S.: The idea was pretty simple. We just wanted to represent the track with a person as an allegory for the music. We cast a lot of kids and we found the perfect guy exactly as we had imagined: Shamari Berkley. We also didn't want just a hip hop dancer, but someone with all the moves, from classic to contemporary -- from Fred Astaire to Prince. Shamari was perfect for this.
SC: SebastiAn fans have been aching for this album to drop for years now. Is there anything in particular that you were waiting for or wanted to perfect before releasing it?
S.: After the return of what some call "the French touch," everything started sounding the same to me, so I took my time to go into different sound directions. Also, while I was finishing up my album, Romain Gavras asked me to make the soundtrack of his film, Our Day Will Come.
I thought it would take one or two months maximum, but it took a lot longer.
SC: What's your favorite track on the album?
S.: Probably "Ross Ross Ross" because it's one of the first songs I ever made with Ed Banger.
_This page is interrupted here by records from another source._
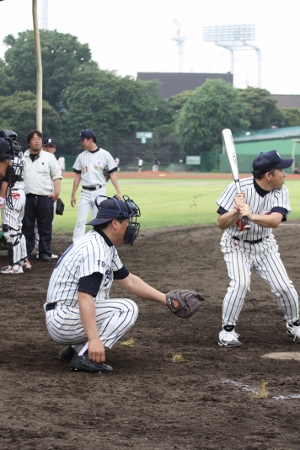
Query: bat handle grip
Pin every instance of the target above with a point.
(246, 222)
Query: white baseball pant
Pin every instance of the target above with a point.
(240, 257)
(85, 205)
(12, 227)
(114, 317)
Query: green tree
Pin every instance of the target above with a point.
(62, 54)
(213, 106)
(178, 101)
(109, 104)
(260, 108)
(291, 117)
(18, 113)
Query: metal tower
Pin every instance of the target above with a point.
(44, 15)
(180, 42)
(233, 38)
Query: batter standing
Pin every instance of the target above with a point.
(265, 201)
(89, 170)
(12, 216)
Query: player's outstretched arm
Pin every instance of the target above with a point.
(114, 180)
(138, 287)
(74, 189)
(88, 319)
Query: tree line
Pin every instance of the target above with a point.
(77, 94)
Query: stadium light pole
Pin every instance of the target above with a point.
(39, 70)
(233, 38)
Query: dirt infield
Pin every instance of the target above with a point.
(173, 388)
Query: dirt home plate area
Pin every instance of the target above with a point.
(172, 387)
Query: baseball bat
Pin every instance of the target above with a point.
(231, 154)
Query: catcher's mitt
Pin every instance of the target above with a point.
(183, 302)
(106, 174)
(60, 206)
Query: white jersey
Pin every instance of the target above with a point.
(88, 255)
(278, 198)
(91, 165)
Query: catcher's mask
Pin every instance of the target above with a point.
(113, 208)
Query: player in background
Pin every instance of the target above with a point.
(79, 311)
(62, 163)
(91, 168)
(49, 145)
(42, 176)
(156, 163)
(140, 164)
(117, 161)
(12, 216)
(265, 201)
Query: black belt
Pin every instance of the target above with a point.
(92, 188)
(50, 306)
(249, 242)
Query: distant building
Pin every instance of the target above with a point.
(287, 101)
(173, 83)
(286, 141)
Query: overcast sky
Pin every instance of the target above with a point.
(131, 36)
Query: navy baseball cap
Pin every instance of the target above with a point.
(110, 209)
(50, 141)
(86, 134)
(267, 161)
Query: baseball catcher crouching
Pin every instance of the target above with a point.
(79, 311)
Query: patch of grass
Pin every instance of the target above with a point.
(167, 203)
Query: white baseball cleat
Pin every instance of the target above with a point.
(229, 339)
(26, 264)
(293, 331)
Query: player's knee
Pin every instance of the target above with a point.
(132, 309)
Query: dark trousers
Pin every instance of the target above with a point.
(38, 207)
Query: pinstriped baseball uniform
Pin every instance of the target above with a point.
(90, 164)
(114, 317)
(263, 256)
(12, 223)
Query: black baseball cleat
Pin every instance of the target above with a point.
(67, 353)
(83, 363)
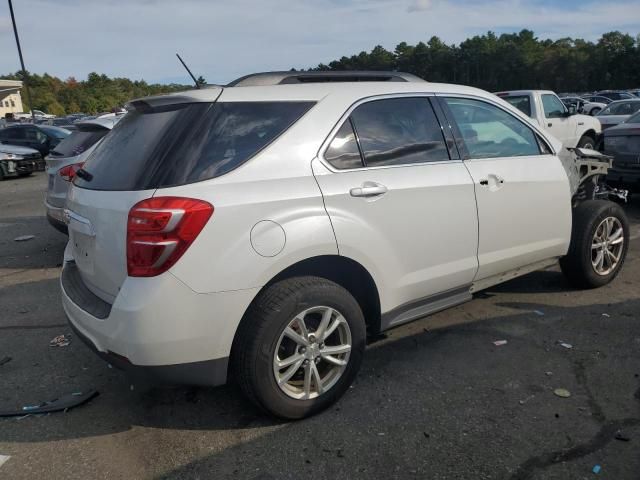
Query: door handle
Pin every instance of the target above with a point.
(368, 189)
(496, 181)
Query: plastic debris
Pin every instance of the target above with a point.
(56, 405)
(562, 392)
(60, 341)
(622, 436)
(24, 238)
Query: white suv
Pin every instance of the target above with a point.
(260, 230)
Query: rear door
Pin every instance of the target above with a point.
(556, 120)
(400, 201)
(522, 190)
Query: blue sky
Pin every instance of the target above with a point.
(222, 40)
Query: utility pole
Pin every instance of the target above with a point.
(24, 70)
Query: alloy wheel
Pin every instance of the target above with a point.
(607, 246)
(312, 353)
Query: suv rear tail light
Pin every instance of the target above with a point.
(160, 230)
(67, 173)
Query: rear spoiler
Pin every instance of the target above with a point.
(204, 95)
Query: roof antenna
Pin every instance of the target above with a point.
(187, 69)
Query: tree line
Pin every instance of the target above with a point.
(512, 61)
(491, 62)
(98, 93)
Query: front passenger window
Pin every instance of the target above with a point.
(553, 107)
(490, 132)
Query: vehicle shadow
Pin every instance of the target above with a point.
(406, 383)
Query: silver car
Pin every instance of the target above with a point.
(617, 112)
(66, 159)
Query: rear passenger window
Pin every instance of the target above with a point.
(489, 131)
(399, 131)
(343, 151)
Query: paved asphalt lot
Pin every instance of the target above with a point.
(435, 399)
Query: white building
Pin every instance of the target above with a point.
(10, 100)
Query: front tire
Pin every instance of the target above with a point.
(299, 346)
(599, 243)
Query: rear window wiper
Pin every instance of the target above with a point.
(83, 174)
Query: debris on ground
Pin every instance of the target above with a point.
(24, 238)
(622, 436)
(562, 392)
(62, 403)
(522, 402)
(60, 341)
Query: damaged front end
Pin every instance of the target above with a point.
(587, 170)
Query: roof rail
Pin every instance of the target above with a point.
(281, 78)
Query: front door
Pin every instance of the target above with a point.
(522, 190)
(399, 204)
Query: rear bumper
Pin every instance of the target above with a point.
(55, 216)
(157, 327)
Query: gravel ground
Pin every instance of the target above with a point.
(435, 399)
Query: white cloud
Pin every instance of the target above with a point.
(223, 40)
(419, 6)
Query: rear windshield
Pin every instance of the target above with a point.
(521, 102)
(79, 142)
(186, 143)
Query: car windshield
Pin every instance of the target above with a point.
(620, 108)
(521, 102)
(633, 118)
(185, 143)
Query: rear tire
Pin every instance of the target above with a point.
(599, 226)
(261, 345)
(586, 141)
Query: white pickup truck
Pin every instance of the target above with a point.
(564, 123)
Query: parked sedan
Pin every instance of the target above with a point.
(66, 159)
(39, 137)
(17, 161)
(615, 95)
(617, 112)
(622, 142)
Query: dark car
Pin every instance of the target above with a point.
(17, 161)
(43, 138)
(622, 142)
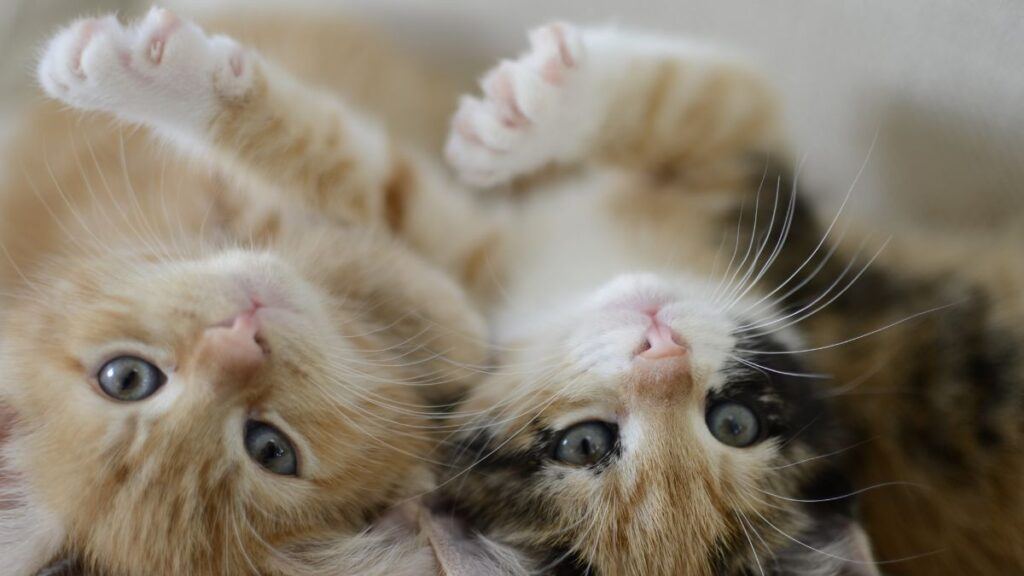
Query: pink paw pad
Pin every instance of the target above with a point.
(166, 23)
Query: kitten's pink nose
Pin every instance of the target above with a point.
(660, 342)
(662, 373)
(235, 345)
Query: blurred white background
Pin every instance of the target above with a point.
(938, 85)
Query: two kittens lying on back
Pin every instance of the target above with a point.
(248, 380)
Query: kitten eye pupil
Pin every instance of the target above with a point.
(268, 447)
(733, 423)
(129, 378)
(586, 444)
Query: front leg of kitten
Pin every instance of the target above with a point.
(220, 100)
(628, 98)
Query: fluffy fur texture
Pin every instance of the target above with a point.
(259, 301)
(654, 146)
(621, 153)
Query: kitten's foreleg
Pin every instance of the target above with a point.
(605, 94)
(219, 99)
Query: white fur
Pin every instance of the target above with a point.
(164, 70)
(548, 105)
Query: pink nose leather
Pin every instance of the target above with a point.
(660, 342)
(233, 345)
(662, 375)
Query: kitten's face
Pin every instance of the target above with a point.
(631, 437)
(208, 415)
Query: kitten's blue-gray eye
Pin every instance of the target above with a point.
(269, 448)
(586, 444)
(129, 378)
(734, 424)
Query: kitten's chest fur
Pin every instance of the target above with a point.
(573, 234)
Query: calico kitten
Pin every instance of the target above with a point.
(652, 422)
(204, 377)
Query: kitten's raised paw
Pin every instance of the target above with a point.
(526, 111)
(164, 70)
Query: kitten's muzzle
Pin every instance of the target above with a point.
(235, 347)
(662, 368)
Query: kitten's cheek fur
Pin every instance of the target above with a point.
(30, 535)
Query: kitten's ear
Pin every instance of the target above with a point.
(837, 545)
(461, 553)
(30, 535)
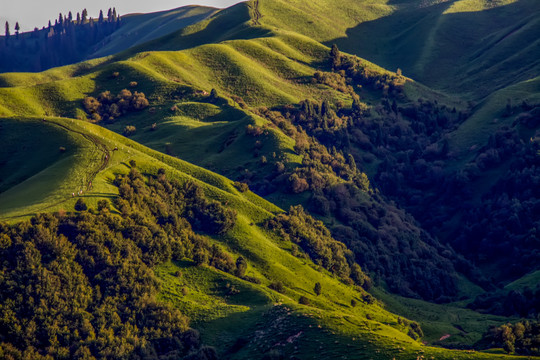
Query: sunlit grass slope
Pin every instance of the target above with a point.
(137, 29)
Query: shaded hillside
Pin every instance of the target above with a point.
(449, 45)
(416, 193)
(71, 39)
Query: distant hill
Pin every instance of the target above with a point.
(70, 40)
(425, 192)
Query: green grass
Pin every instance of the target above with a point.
(137, 29)
(267, 65)
(530, 280)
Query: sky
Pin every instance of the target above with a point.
(37, 13)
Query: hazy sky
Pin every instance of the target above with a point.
(32, 13)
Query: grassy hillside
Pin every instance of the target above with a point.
(260, 59)
(366, 329)
(140, 28)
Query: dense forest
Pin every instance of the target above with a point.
(407, 141)
(522, 338)
(80, 285)
(386, 241)
(69, 40)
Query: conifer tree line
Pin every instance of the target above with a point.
(71, 38)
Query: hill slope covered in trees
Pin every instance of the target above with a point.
(421, 194)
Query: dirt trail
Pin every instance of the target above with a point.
(257, 14)
(92, 171)
(101, 147)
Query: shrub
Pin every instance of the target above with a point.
(129, 130)
(277, 286)
(241, 267)
(303, 300)
(317, 289)
(80, 205)
(241, 186)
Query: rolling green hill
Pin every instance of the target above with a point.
(252, 97)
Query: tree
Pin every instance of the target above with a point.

Or "Love in Motion" because it's a different style for me, and I like to change it up sometimes. It was also cool because it was an easy song to produce -- I had gone to Amsterdam to play in a club and that very afternoon, I met Mayer Hawthorne by chance on the street. I asked him if he wanted to sing to the track, he said yes and sent me the vocals a week later. It's really nice when things happen that easily.
SC: And how did you and MIA start talking about doing a song together?
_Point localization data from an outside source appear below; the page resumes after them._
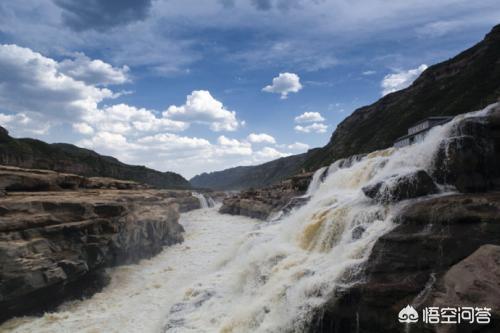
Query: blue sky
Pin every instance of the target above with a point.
(193, 86)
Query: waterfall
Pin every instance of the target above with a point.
(317, 179)
(285, 269)
(235, 274)
(204, 202)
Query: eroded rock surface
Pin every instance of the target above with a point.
(57, 240)
(262, 203)
(405, 265)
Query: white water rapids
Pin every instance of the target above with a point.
(234, 274)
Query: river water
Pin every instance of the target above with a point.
(235, 274)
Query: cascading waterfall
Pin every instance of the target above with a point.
(204, 202)
(234, 274)
(286, 268)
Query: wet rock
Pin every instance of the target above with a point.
(262, 203)
(412, 185)
(358, 232)
(407, 265)
(473, 282)
(55, 245)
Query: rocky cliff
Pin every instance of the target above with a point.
(35, 154)
(444, 250)
(467, 82)
(58, 233)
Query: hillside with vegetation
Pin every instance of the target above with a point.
(467, 82)
(67, 158)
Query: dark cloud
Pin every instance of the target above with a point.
(262, 4)
(102, 15)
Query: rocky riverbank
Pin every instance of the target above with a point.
(444, 251)
(262, 203)
(58, 233)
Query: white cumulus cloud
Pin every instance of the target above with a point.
(403, 79)
(309, 117)
(298, 146)
(269, 153)
(201, 107)
(95, 72)
(32, 83)
(123, 118)
(284, 84)
(261, 138)
(313, 128)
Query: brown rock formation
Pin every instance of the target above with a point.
(261, 203)
(55, 245)
(432, 236)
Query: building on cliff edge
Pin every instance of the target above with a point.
(418, 131)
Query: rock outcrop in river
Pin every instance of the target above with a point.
(59, 232)
(262, 203)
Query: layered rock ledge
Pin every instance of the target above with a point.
(444, 252)
(55, 245)
(262, 203)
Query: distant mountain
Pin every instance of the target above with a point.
(61, 157)
(244, 177)
(467, 82)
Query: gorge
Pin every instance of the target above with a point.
(308, 269)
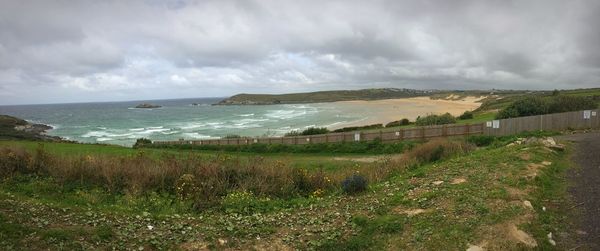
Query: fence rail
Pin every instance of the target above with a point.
(550, 122)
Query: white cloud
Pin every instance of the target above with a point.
(106, 50)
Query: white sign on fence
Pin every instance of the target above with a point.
(496, 124)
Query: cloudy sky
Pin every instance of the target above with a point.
(78, 51)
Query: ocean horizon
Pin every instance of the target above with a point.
(121, 123)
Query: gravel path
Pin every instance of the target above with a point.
(585, 187)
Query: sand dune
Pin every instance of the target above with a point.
(387, 110)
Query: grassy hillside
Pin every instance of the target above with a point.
(424, 205)
(322, 96)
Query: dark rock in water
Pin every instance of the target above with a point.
(146, 105)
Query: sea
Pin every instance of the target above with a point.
(121, 123)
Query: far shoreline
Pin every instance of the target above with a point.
(388, 110)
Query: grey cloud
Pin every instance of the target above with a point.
(92, 49)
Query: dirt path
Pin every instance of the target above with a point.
(585, 187)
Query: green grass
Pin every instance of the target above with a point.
(79, 217)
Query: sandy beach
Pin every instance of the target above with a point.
(387, 110)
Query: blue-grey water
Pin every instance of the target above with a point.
(121, 123)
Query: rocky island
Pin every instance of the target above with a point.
(146, 105)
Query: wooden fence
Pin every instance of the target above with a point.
(549, 122)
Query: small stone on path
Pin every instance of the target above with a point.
(474, 248)
(458, 181)
(522, 237)
(527, 204)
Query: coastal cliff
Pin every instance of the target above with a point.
(322, 96)
(16, 128)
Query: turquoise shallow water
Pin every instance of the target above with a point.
(120, 123)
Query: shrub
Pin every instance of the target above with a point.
(315, 131)
(433, 119)
(243, 202)
(401, 122)
(13, 160)
(524, 107)
(141, 142)
(562, 103)
(438, 149)
(356, 128)
(466, 115)
(185, 187)
(481, 140)
(554, 104)
(354, 184)
(293, 133)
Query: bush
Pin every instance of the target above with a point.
(315, 131)
(356, 128)
(433, 119)
(292, 133)
(554, 104)
(232, 136)
(466, 115)
(401, 122)
(13, 160)
(354, 184)
(435, 150)
(481, 140)
(141, 142)
(562, 103)
(524, 107)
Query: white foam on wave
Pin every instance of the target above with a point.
(334, 124)
(196, 135)
(285, 114)
(151, 131)
(100, 134)
(169, 133)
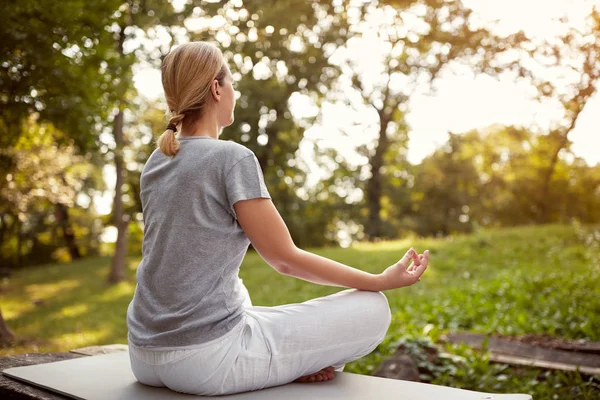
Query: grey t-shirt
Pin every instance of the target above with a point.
(188, 291)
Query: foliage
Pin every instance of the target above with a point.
(43, 175)
(510, 281)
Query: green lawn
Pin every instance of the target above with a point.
(510, 281)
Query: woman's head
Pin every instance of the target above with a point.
(198, 86)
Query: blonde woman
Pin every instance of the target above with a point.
(192, 326)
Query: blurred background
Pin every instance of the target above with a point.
(467, 127)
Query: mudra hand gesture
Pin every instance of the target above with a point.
(406, 271)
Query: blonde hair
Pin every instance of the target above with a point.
(187, 73)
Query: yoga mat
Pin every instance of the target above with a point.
(109, 376)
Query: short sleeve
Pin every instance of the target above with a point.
(245, 181)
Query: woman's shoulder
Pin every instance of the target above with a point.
(233, 151)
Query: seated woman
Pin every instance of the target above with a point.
(192, 326)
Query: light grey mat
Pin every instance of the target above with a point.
(109, 376)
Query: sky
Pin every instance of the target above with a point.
(461, 102)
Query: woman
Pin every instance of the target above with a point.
(192, 326)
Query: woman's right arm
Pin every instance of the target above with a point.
(269, 235)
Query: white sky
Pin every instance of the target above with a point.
(461, 102)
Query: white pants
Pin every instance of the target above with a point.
(271, 346)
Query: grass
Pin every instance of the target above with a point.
(510, 281)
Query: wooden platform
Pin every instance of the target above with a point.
(109, 376)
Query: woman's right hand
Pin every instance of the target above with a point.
(406, 271)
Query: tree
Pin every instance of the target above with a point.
(133, 19)
(421, 37)
(572, 55)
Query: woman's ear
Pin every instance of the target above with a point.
(214, 87)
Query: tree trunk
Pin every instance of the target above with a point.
(6, 336)
(61, 213)
(121, 221)
(373, 229)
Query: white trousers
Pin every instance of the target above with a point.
(271, 346)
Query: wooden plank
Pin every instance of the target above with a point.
(97, 350)
(524, 351)
(16, 390)
(530, 362)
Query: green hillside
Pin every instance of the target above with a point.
(543, 280)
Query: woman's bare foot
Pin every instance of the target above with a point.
(326, 374)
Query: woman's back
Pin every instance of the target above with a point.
(188, 291)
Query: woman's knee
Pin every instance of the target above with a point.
(377, 311)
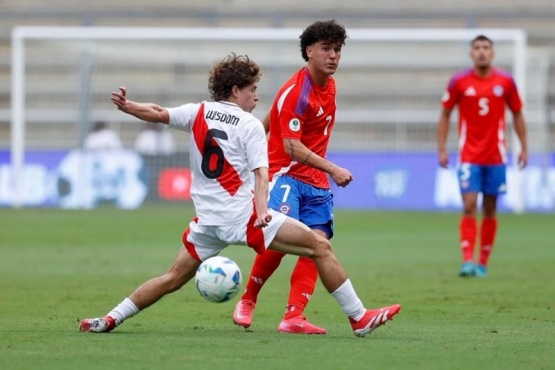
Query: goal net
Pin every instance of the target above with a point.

S.: I met Maya a few years ago on tour with Daft Punk and Kavinsky, and we stayed in touch. When I was working on Romain Gavras' soundtrack, he was also making her video for "Born Free," so it wasn't very hard to ask if she wanted to sing on the track. She said yes, I went to London, and we recorded it in maybe three hours. As with Mayer, it was simple and quick -- really cool to me.
SC: Can you tell us about the cover art and album art in general?
S.: The cover is kind of a "serious joke" about artists and the rapport they have with their ego. I also wanted a change from the Ed Banger style full of colors and all that. Pedro knew J.B. Mondino, so we asked to him to do this because he's really good with black and white photos.
SC: At 15, you were involved in a hip hop group, Cercle Vicieux. But most of the material you've worked with at Ed Banger is in the indie/post-punk vein, except for Kelis and maybe Nadiya. Would you say that you've grown out of hip hop?
S.: The hip hop at the time when I started out was very interesting. DJ Premier's tracks and what Timbaland was was doing for Missy Elliott were really exciting to me because of how they were being produced. But as I said, I'm not coming from a particular genre of music, I've always been curious about all styles. This might come across in the tracks I make.
SC: What's it like touring with the Ed Banger crew? Who's the worst packer out of all of you?
S.: Maybe because of Pedro, it's fun like a school holiday. And the worst packer is Uffie, of course, simply because she always has two or three suitcases -- even if it's just for one show.
SC: Finally, what are your favorite spots in Paris?
S.: An old school restaurant call La Poule in the center of Paris. I've been going there since I was 13. It's simple, traditional French food, and it's open almost all night, which isn't bad.